Factorial MANOVA

MANOVA is used when you want to integrate multiple dependent variables into a factorial analysis. The procedure constructs a new “canonical variate” (a weighted linear combination of the DVs) for each effect that maximally discriminates among the conditions of that effect, then tests whether the discrimination (mean difference) is significant.

I like to start the analysis with separate factorial ANOVAs for each DV, to get an idea of the differential patterns of effects for the different DVs. Also, it is always good to know the bivariate effects, so you can determine whether or not the multivariate results have any “surprises.” Sometimes, if there are no interesting multivariate effects, it may be preferable to present the individual factorial ANOVAs, rather than the factorial MANOVA. Considerations such as your audience and the importance and representativeness of your individual DVs would all be part of this decision. SPSS/GLM gives these results in a very nice and easy-to-use form.

The next stage is to get the multivariate tests. SPSS/GLM also does this very nicely. However, when it comes to interpreting the multivariate effects and performing multivariate follow-ups, SPSS/GLM isn’t very helpful. The good news is that SPSS/MANOVA gives us some additional information, and we can write a bit of code to get a very useful approximation of the rest!

One challenge to these analyses is that there is a lot of output, and some of the tables are pretty large. So, this runs on a bit… Also, this example works with a very small sample; as with other multivariate analyses, larger sample sizes that give both statistical power and ample stability should be used whenever possible!

The Study:

The study sought to explore how different combinations of reinforcement (praising correct responses, criticizing incorrect responses, or no feedback) and task difficulty (easy or hard) on initial trials would influence three outcome variables, number of problems attempted, number of problems correct, and problem-completion speed on subsequent trials. Participants completed 20 “training trials” which were designed to produce a pattern of 10 correct and 10 incorrect answers. Whether the task was presented as “easy” or “hard” and the type of reinforcement given were randomly assigned. Participants were then given an opportunity to complete as may trials as they wanted, and were paid $5 for each trial on which they got the problem correct. Verbal feedback was not given on these trials.

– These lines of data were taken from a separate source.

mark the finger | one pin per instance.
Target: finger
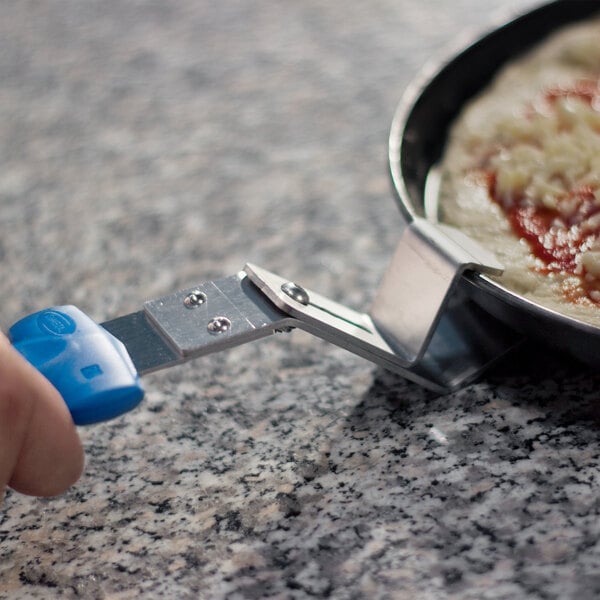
(40, 450)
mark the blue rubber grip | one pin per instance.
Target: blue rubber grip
(89, 366)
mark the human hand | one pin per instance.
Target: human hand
(40, 450)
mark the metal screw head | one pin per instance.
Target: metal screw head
(194, 299)
(296, 292)
(218, 325)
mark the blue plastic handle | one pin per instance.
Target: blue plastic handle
(89, 366)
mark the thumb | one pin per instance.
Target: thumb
(40, 450)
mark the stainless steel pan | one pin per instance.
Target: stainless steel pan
(417, 139)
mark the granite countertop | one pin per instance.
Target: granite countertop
(147, 146)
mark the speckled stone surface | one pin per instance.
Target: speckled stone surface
(148, 145)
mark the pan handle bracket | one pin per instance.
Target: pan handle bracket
(421, 324)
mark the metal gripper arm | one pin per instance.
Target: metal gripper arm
(418, 325)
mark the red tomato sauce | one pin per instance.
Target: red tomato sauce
(556, 240)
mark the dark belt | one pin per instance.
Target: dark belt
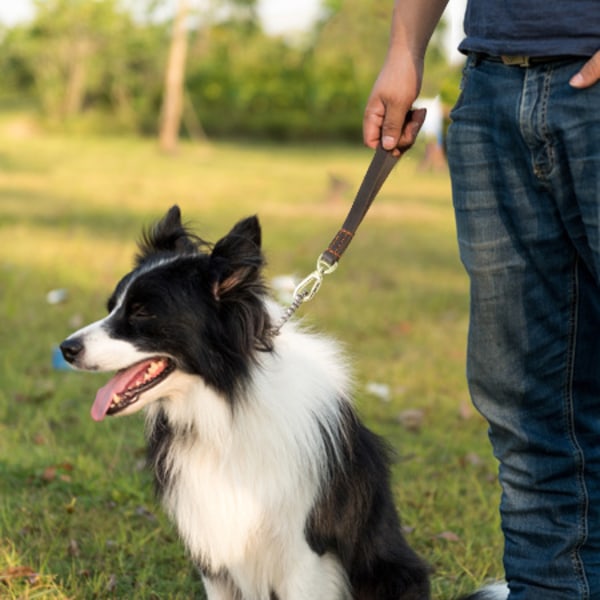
(519, 60)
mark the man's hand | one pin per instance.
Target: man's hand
(589, 74)
(387, 116)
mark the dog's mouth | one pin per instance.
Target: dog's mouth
(126, 387)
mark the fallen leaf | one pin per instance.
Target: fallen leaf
(19, 573)
(412, 419)
(73, 548)
(448, 536)
(49, 474)
(465, 412)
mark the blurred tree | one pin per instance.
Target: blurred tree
(77, 54)
(102, 66)
(172, 107)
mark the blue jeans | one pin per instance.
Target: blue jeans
(524, 153)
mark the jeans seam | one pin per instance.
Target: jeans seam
(576, 559)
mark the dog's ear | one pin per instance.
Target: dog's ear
(168, 235)
(236, 260)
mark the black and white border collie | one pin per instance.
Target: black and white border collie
(276, 488)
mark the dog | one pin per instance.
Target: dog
(277, 489)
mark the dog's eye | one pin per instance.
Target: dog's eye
(139, 311)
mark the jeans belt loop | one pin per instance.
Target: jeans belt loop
(515, 60)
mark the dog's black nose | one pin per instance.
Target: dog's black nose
(71, 349)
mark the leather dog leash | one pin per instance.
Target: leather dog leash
(380, 167)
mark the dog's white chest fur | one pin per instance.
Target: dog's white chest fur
(243, 483)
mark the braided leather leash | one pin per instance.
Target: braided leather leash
(381, 166)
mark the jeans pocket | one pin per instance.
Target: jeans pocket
(469, 66)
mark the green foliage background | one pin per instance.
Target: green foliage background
(98, 67)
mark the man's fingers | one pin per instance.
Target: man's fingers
(372, 126)
(589, 74)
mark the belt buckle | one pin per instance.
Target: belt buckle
(515, 60)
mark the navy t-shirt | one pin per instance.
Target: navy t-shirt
(532, 28)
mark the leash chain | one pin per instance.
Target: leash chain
(305, 291)
(380, 167)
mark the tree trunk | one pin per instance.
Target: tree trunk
(172, 107)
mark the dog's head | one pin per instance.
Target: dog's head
(186, 308)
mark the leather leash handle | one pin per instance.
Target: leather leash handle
(381, 166)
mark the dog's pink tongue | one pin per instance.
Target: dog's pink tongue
(116, 385)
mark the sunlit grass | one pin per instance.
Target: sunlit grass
(76, 505)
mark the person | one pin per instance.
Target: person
(523, 149)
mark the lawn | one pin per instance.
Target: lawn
(78, 518)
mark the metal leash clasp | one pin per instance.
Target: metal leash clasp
(309, 286)
(306, 290)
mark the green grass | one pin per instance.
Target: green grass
(78, 518)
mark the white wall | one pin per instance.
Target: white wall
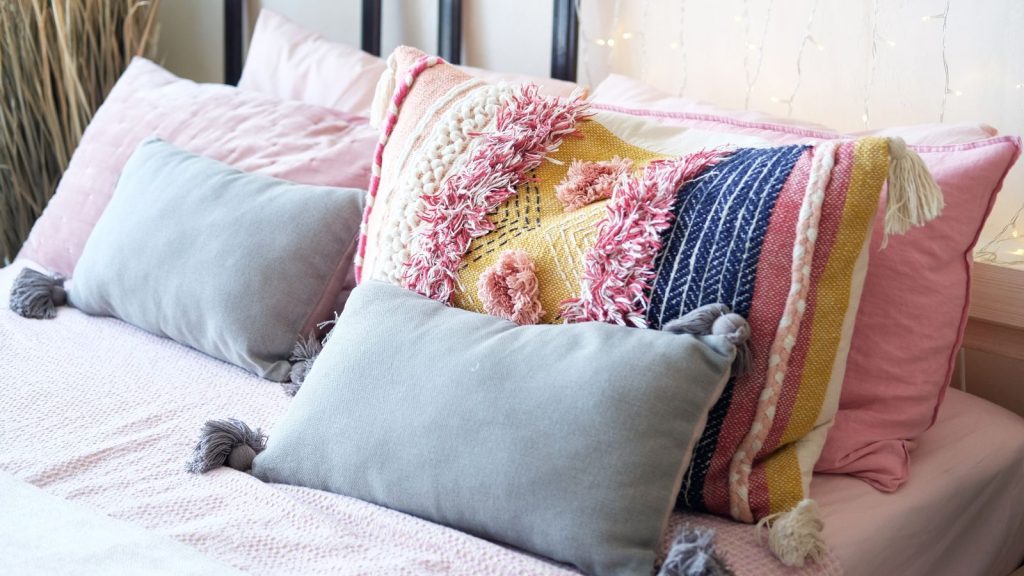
(730, 52)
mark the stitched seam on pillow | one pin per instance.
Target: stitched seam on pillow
(334, 286)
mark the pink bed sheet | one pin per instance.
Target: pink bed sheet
(98, 412)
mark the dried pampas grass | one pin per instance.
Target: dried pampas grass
(58, 58)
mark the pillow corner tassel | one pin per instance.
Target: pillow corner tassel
(914, 199)
(796, 535)
(225, 443)
(37, 295)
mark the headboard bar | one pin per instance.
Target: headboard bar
(450, 30)
(372, 27)
(564, 40)
(565, 31)
(233, 50)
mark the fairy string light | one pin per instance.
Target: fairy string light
(944, 16)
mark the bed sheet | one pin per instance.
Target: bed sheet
(99, 412)
(961, 512)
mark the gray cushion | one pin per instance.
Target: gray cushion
(565, 441)
(237, 265)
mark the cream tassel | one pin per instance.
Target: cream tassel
(796, 535)
(914, 199)
(383, 94)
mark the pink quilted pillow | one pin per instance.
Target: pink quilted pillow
(288, 60)
(291, 140)
(914, 303)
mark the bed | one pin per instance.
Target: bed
(105, 414)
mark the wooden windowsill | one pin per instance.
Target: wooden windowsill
(997, 295)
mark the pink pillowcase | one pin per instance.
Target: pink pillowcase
(288, 60)
(291, 140)
(914, 303)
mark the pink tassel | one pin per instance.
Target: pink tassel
(620, 266)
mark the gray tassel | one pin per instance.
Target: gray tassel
(718, 319)
(692, 553)
(227, 442)
(303, 356)
(37, 295)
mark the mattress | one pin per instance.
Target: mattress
(102, 414)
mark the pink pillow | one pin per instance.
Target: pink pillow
(288, 60)
(291, 140)
(914, 303)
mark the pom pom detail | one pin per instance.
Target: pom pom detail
(795, 536)
(227, 442)
(913, 198)
(509, 288)
(719, 320)
(587, 182)
(692, 553)
(37, 295)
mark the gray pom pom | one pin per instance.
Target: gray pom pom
(303, 356)
(37, 295)
(225, 442)
(692, 553)
(697, 322)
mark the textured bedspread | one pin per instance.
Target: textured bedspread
(97, 412)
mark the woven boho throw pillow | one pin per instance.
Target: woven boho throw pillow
(539, 210)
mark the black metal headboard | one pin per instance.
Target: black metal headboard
(563, 42)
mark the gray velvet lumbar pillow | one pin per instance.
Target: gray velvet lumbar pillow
(235, 264)
(564, 441)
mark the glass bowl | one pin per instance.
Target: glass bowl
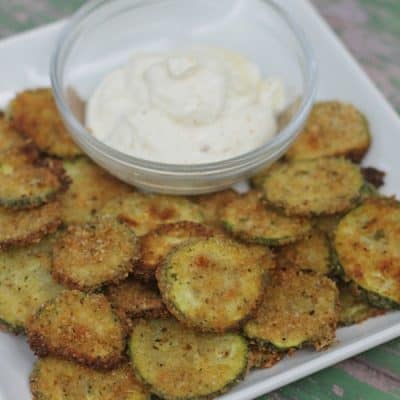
(104, 34)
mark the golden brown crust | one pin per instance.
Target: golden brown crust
(298, 308)
(179, 363)
(312, 253)
(132, 299)
(144, 212)
(263, 357)
(212, 284)
(28, 182)
(367, 242)
(26, 283)
(314, 187)
(23, 227)
(157, 244)
(90, 190)
(53, 378)
(250, 220)
(79, 327)
(89, 256)
(333, 129)
(34, 114)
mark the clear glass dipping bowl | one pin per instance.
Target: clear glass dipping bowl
(104, 34)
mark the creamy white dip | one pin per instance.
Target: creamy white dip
(186, 107)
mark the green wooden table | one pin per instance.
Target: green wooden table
(371, 30)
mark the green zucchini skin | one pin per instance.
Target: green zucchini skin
(158, 348)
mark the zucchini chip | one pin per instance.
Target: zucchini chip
(55, 379)
(143, 212)
(132, 299)
(78, 327)
(179, 363)
(299, 308)
(155, 246)
(263, 357)
(213, 284)
(328, 223)
(212, 204)
(9, 138)
(26, 284)
(354, 308)
(315, 187)
(333, 129)
(91, 189)
(367, 245)
(90, 256)
(250, 220)
(26, 183)
(34, 114)
(23, 227)
(310, 254)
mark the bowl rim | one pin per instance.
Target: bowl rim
(265, 152)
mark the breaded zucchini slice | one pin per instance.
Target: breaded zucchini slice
(314, 187)
(299, 308)
(212, 284)
(34, 114)
(9, 138)
(145, 212)
(91, 189)
(27, 183)
(354, 308)
(263, 357)
(56, 379)
(367, 246)
(327, 223)
(312, 253)
(26, 284)
(333, 129)
(132, 299)
(23, 227)
(157, 244)
(179, 363)
(89, 256)
(212, 204)
(250, 220)
(80, 327)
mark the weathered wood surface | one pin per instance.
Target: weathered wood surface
(371, 30)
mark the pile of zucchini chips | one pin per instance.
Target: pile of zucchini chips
(124, 295)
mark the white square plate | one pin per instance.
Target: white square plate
(25, 60)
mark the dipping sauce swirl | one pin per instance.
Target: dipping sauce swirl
(190, 106)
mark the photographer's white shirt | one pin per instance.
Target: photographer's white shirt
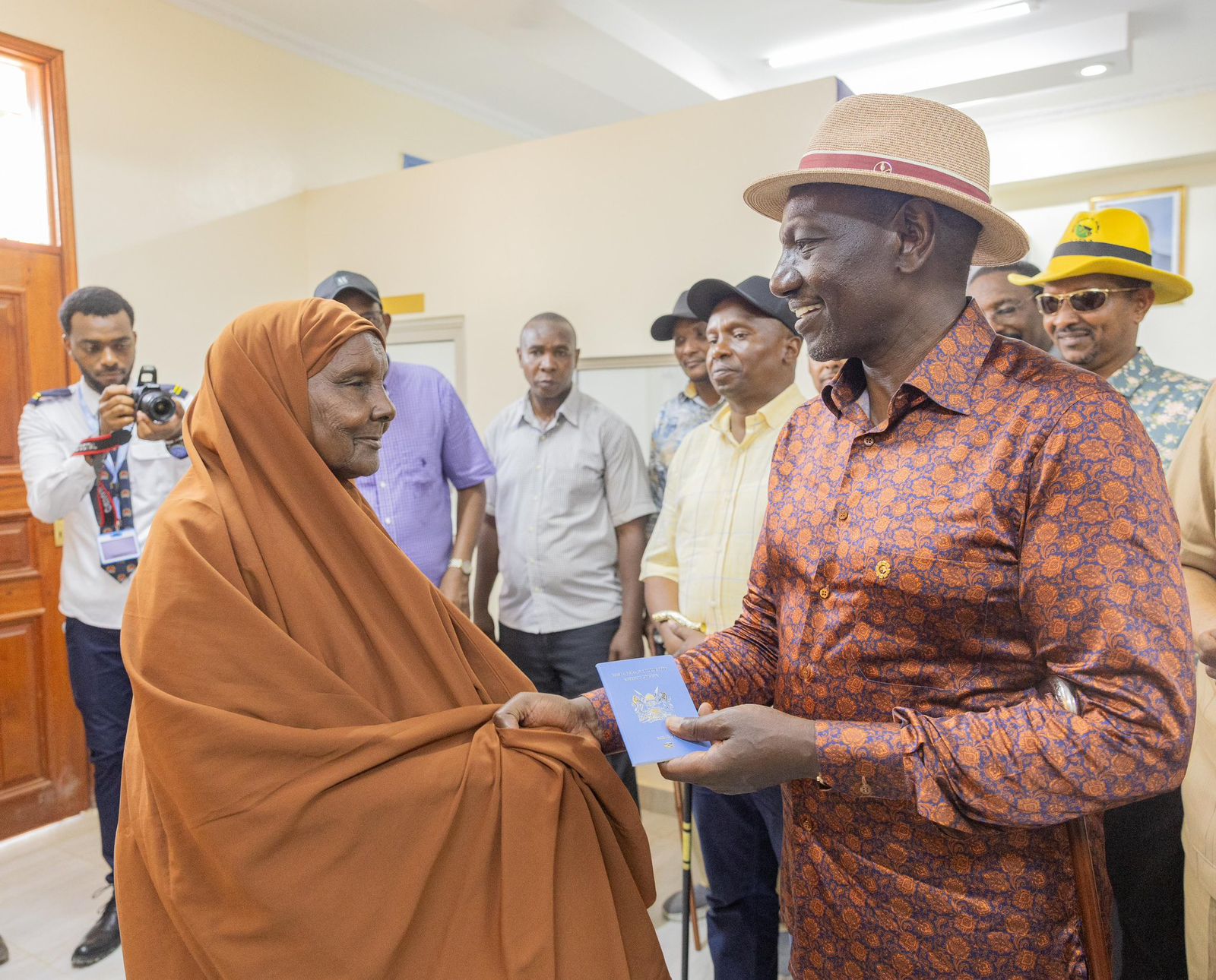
(58, 486)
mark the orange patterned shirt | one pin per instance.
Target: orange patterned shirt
(1009, 520)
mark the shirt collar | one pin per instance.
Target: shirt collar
(946, 375)
(1134, 374)
(84, 390)
(568, 410)
(772, 413)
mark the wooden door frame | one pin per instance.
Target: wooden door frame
(48, 64)
(59, 155)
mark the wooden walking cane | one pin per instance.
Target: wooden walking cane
(686, 844)
(1097, 950)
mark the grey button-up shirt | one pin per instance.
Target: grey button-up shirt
(561, 492)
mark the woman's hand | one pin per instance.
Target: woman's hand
(1207, 643)
(687, 639)
(533, 710)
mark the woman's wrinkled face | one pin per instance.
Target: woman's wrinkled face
(350, 409)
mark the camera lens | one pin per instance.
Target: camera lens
(158, 406)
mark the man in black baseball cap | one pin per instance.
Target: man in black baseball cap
(707, 295)
(356, 292)
(752, 352)
(433, 449)
(686, 410)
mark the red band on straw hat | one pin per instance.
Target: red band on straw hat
(821, 160)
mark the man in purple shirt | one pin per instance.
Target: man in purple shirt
(431, 444)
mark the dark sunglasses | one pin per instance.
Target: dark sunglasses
(1082, 301)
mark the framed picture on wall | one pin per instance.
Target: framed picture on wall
(1165, 212)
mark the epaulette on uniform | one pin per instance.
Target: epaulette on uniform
(52, 394)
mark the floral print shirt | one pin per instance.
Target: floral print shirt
(1164, 400)
(915, 581)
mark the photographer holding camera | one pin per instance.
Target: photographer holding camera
(101, 456)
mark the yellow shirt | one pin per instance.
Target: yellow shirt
(1192, 479)
(713, 511)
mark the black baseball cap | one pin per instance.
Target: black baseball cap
(664, 328)
(754, 291)
(340, 281)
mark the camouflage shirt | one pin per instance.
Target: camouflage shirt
(1164, 400)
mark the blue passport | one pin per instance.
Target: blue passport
(644, 694)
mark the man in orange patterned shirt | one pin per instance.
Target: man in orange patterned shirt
(958, 518)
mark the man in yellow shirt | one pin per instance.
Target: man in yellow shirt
(1192, 478)
(696, 573)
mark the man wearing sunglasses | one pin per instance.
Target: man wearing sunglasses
(1097, 289)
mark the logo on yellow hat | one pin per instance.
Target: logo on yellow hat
(1085, 228)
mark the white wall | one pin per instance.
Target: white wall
(605, 226)
(184, 137)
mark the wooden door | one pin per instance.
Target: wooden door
(44, 769)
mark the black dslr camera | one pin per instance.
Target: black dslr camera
(152, 399)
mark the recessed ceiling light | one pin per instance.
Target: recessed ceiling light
(897, 32)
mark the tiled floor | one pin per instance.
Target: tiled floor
(48, 878)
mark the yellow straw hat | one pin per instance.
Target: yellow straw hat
(1114, 242)
(907, 145)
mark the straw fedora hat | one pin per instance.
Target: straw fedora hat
(1114, 241)
(907, 145)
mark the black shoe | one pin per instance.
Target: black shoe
(673, 909)
(101, 940)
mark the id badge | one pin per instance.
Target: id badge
(119, 546)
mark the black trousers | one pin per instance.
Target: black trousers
(103, 694)
(1145, 861)
(565, 663)
(741, 842)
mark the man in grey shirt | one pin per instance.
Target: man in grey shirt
(565, 526)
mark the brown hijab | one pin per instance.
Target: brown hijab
(314, 787)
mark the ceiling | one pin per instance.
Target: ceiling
(543, 67)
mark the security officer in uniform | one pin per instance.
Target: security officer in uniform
(93, 461)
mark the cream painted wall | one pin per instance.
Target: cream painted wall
(1183, 334)
(605, 226)
(184, 135)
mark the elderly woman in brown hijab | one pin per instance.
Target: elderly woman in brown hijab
(314, 787)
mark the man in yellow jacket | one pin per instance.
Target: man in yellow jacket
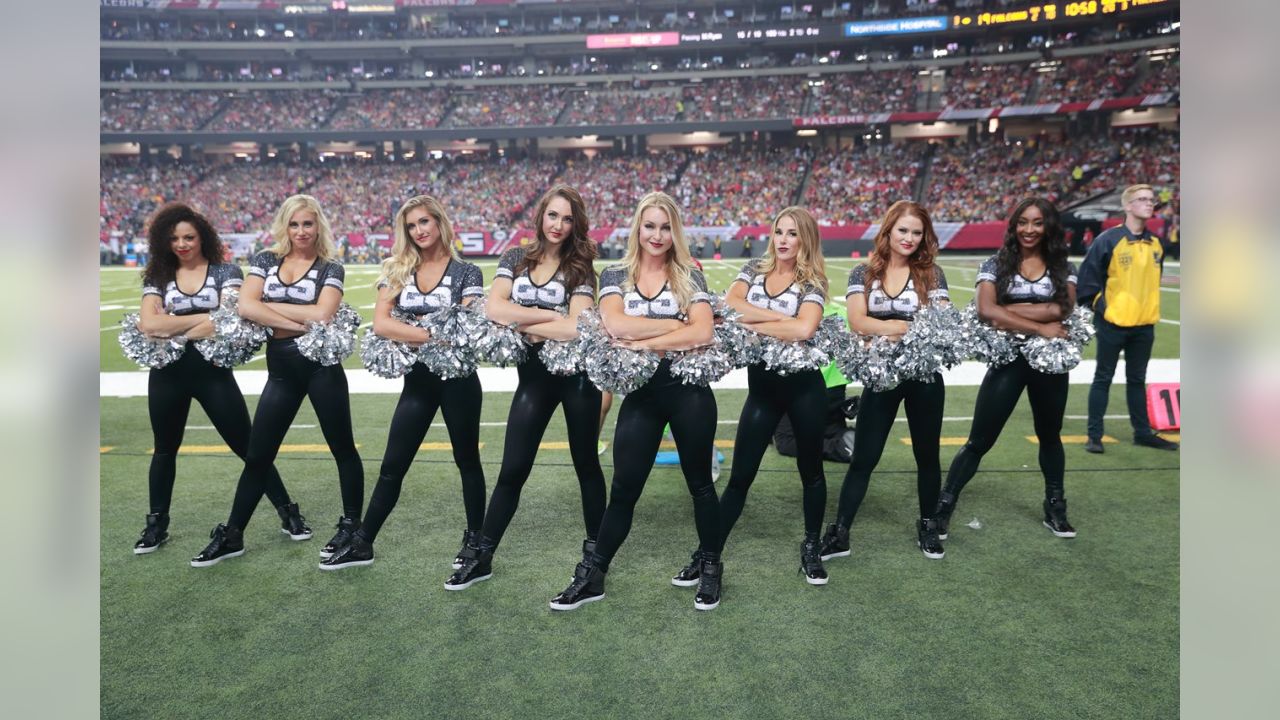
(1120, 281)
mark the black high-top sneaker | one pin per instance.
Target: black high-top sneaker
(810, 560)
(469, 537)
(708, 582)
(227, 542)
(927, 537)
(1055, 518)
(835, 542)
(946, 506)
(347, 527)
(476, 566)
(292, 523)
(356, 554)
(689, 574)
(588, 586)
(154, 534)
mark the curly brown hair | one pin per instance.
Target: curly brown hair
(577, 251)
(161, 261)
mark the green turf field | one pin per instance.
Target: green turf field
(122, 291)
(1014, 623)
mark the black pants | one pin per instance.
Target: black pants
(691, 413)
(876, 415)
(169, 393)
(1136, 343)
(291, 377)
(803, 399)
(996, 401)
(536, 397)
(460, 400)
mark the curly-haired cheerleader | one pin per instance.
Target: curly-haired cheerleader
(186, 253)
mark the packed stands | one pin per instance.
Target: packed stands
(506, 106)
(858, 185)
(150, 110)
(400, 108)
(263, 110)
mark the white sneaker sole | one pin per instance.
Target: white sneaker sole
(553, 605)
(216, 560)
(469, 583)
(344, 565)
(1056, 533)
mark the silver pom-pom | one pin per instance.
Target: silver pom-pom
(786, 358)
(388, 358)
(739, 342)
(149, 351)
(612, 368)
(562, 356)
(456, 332)
(931, 345)
(236, 340)
(1056, 355)
(501, 345)
(703, 365)
(986, 343)
(332, 342)
(872, 360)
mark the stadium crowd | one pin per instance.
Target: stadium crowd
(855, 185)
(397, 108)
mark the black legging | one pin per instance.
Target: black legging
(996, 401)
(876, 415)
(803, 397)
(536, 397)
(291, 377)
(424, 393)
(691, 413)
(169, 393)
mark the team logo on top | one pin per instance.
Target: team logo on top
(787, 302)
(663, 305)
(412, 299)
(302, 291)
(551, 295)
(179, 302)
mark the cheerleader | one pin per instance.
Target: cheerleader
(903, 260)
(781, 295)
(423, 276)
(657, 301)
(543, 288)
(186, 253)
(293, 283)
(1009, 299)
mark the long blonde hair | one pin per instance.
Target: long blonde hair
(325, 247)
(405, 256)
(810, 267)
(680, 263)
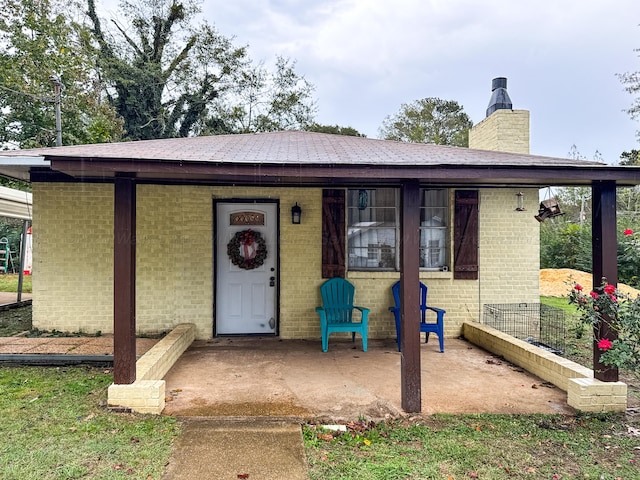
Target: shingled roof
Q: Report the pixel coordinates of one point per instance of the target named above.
(315, 158)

Using GLM/multivariate to get univariate analyses and multivariate tests:

While it is possible to use GLM/univariate to get separate factorial ANOVAs for each DV, using GLM/multivariate organizes the output in a way that makes it easier to compare the effect patterns across DVS for each main effect and the interaction. I’m going to show you the output in a slightly different order than it comes out of SPSS. We’ll look at the univariate stats for each the DVS for each effect first and then look at the multivariate tests.

Univariate tests of individual DVs

SPSS code:

GLM numtry numcor speed BY task rein ç identifies DVs and IVs

/METHOD=SSTYPE(3)

/EMMEANS=TABLES(task) ç gets marginal means (k=2- follow-ups not necessary)

/EMMEANS=TABLES(rein) compare (rein) ç gets marginal means and follow-up analyses

/EMMEANS=TABLES(task*rein) compare (rein) ç gets SE of Rein for each Task difficulty (with follow-ups)

/EMMEANS=TABLES(task*rein) compare (task). ç gets SE of Task for each Rein type (with follow-ups)

Please note: SPSS includes confidence intervals that correspond to each of the means and means comparison analyses. In order to same some space, I’ve not included those in the output below.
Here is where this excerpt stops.